金沢医科大学産婦人科を退職

 こんにちは。坂本です。最後の二日連続当直も終わり、金沢医科大学での私の勤務もすべて終わりました。荷物を整理しているとこの10年間のいろんな記憶が浮かんで来ます。

 今でこそ産婦人科に入ってくれる若手の医者が少しずつ増えてきましたが、私が入局した時は全国的に産婦人科医師不足が社会問題になっている真っ最中でした。私が入った金沢医科大学の産婦人科医局も10年入局者がいない破滅的な状況だったこともあり、『産婦人科に入局するのでよろしくお願いします』と挨拶にいったのに全然信用してもらえず、『坂本は絶対最後に裏切って他の科に入局する』って研修医の最後まで疑われていたことを後で知りました笑。

 私にとってラッキーだったのは、10年間も入局者がいなかったおかげで若手〜中堅の医者がまったくおらず、専攻医の頃から症例と上級医の指導を独り占めできたことでした。それはそれで大変なときも多々ありましたが、患者さんを治療するためにひたすら目の前のことを必死でこなしてきた10年間余りでした。

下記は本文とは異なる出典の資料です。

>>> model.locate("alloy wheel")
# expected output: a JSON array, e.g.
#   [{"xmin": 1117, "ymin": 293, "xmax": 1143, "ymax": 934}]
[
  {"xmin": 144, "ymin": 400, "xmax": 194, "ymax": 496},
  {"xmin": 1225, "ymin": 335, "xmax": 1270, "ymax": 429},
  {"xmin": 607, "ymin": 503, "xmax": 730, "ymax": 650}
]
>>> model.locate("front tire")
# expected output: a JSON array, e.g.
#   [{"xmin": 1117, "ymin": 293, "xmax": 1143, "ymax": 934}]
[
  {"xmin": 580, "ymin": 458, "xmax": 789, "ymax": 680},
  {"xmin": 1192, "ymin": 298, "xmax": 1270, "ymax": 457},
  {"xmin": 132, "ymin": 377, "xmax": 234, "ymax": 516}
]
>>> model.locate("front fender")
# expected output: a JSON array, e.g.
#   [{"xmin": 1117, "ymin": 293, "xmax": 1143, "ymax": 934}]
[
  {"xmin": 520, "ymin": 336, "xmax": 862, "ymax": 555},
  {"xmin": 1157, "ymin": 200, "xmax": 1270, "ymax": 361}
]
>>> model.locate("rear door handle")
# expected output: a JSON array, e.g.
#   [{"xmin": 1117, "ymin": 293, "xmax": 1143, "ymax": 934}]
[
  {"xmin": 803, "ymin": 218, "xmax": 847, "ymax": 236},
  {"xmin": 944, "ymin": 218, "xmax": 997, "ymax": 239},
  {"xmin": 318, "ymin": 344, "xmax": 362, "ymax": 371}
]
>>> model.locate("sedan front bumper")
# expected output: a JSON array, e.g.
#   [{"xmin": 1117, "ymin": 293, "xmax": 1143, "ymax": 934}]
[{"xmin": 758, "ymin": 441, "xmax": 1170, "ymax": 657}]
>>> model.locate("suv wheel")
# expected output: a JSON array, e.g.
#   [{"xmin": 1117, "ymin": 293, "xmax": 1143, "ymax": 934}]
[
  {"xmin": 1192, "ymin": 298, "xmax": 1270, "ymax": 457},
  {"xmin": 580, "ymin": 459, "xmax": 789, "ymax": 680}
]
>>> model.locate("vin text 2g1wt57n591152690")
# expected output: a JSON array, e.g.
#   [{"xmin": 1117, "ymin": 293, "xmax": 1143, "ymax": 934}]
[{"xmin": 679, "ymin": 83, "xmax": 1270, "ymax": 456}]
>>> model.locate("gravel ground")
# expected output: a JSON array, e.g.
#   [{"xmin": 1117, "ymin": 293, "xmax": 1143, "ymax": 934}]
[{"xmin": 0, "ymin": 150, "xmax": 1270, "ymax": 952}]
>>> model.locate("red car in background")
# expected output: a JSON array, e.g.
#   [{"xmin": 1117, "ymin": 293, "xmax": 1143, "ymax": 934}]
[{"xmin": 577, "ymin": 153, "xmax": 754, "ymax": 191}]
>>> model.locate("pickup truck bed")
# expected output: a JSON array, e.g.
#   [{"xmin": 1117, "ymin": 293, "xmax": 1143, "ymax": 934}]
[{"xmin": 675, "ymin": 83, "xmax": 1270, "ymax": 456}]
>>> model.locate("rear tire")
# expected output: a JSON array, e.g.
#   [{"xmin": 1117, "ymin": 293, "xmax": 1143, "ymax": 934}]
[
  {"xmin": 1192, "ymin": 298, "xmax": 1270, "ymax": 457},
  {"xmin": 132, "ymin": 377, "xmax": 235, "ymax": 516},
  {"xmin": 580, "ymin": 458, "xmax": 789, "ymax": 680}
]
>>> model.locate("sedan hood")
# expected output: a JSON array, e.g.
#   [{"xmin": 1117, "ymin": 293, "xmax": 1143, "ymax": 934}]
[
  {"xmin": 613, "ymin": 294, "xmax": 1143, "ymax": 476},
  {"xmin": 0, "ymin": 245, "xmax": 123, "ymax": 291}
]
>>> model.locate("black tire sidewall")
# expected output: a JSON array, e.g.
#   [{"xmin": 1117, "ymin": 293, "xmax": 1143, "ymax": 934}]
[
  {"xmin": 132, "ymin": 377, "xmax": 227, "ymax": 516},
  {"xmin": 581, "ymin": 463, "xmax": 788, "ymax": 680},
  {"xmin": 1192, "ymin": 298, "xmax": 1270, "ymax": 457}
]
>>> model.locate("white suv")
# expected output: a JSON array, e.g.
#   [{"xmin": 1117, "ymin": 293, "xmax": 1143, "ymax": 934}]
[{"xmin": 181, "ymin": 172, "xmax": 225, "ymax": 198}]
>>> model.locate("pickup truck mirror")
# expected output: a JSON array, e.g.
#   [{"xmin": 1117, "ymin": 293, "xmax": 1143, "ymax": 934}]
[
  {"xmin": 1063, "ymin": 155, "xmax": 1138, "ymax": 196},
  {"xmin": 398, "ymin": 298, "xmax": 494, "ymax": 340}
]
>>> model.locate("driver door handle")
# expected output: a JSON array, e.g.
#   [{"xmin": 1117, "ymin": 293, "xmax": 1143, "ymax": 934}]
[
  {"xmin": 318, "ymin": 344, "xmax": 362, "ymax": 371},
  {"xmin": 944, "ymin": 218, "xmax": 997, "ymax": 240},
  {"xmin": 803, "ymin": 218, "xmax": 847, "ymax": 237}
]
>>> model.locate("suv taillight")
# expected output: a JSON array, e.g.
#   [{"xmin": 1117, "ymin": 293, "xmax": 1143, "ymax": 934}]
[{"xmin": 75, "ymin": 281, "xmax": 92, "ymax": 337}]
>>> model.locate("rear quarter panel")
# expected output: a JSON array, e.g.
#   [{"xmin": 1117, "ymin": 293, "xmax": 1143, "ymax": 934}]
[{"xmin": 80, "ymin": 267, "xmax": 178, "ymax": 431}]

 そういえば、私が専攻医の時に某大学の某教授に「坂本君、患者の一番の予後因子はなにかわかるかね?」と質問されてわからないと答えると、「患者の一番の予後因子、それは主治医だよ。主治医はそのつもりで治療に当たらなければならない。」と教えてもらったことがずっと自分の胸の中にあります。【患者さんの一番の予後因子は主治医】その言葉は私たち医師にとって本当に重たい言葉です。手術の腕や知識だけの問題ではありません。どんな素晴らしい治療でも100%の治療はないし、どんなにがんばっても悪い経過を辿る一方の患者さんも、どうしてもいます。病気と診断されて不安いっぱいの患者さんに、「ここからは先の見えないトンネルではあるけど、このまま進めば出口に近づける、もっと明るい場所に出れるはずだから不安かもしれないけど一緒にがんばって進みましょう。」そんなハートで患者さんに関われる医者になりたいと思ってこれまでやってきました。

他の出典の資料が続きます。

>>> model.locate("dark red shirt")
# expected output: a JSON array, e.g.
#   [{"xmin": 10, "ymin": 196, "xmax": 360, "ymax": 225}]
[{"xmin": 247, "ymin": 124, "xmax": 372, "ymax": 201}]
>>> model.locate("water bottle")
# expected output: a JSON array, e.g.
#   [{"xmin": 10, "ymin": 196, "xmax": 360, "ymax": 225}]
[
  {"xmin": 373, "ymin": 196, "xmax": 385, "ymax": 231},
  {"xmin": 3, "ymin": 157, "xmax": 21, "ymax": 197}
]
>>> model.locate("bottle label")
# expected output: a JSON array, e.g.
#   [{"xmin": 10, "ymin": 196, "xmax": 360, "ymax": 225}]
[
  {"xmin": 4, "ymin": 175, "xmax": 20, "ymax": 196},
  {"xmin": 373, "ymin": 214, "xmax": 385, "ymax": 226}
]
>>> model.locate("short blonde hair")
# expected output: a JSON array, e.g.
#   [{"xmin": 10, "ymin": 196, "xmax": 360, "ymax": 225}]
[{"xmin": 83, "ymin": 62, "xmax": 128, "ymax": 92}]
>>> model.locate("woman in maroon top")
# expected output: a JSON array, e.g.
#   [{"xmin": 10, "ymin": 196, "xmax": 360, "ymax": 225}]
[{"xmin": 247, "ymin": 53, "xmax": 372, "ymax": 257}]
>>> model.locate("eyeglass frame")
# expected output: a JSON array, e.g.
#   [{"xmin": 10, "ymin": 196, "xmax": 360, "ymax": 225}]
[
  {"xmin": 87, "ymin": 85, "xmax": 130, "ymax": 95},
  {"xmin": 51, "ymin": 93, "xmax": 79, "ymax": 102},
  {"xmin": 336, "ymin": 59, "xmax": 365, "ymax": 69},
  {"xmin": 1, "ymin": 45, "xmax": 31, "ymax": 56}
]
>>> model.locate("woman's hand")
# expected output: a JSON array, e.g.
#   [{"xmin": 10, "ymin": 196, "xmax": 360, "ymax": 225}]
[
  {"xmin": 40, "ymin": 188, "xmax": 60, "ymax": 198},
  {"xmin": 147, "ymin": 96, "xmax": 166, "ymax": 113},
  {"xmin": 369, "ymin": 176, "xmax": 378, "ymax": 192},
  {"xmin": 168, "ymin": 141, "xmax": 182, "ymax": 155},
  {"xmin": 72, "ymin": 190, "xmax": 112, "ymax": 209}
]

 産婦人科は肉体的にも精神的にもハードでつらいこともありましたが、自分としてはやめたいとか思ったことは一度もなかったです。【患者さんの一番の予後因子は主治医】と考えると、どんな大変な仕事でもやりがいしか感じなかったし、医者の仕事がただ楽しかっただけでした。好きなだけ医者の仕事に打ち込める環境と支えてくれた家族には感謝の気持ちしかないです。

 大学病院を辞めるときには給料の安さや仕事のきつさが嫌で辞める人が大半だと思いますが、私はそんな大学病院もめちゃくちゃ楽しかったです。今回、開業することにならなければ、きっと大学病院の勤務医を続けていたと思うし、今からまた専攻医に戻れるなら医科大の産婦人科に入局して研修したいと心から思います。

 これからは開業医になるわけですが、私はこれまで以上にハードに働くつもり満々です。もちろんこれまで以上に勉強をしてより多くの知識を身に着けて開業医としてのレベルをあげていきたいとも思っています。開業医のライフスタイルはこれまでの大学病院勤務医スタイルとはまったく異なるものかもしれませんが、自分はどこにいっても人生楽しめるタイプなので、開業医の仕事も真剣に打ち込んで楽しんでいきたいと思います。研修医に戻ったつもりで必死にやらなきゃいけないな、と思うとむしろワクワクしてきます。

明日からクリニックの院内研修が始まります。私のビジョンに共感して入ってくれたオープニングスタッフと一緒にいいクリニックをつくっていき、社会に貢献していきたいと思います。常に患者さんの予後を一番よくするクリニック、開業医であり続けたいと思います。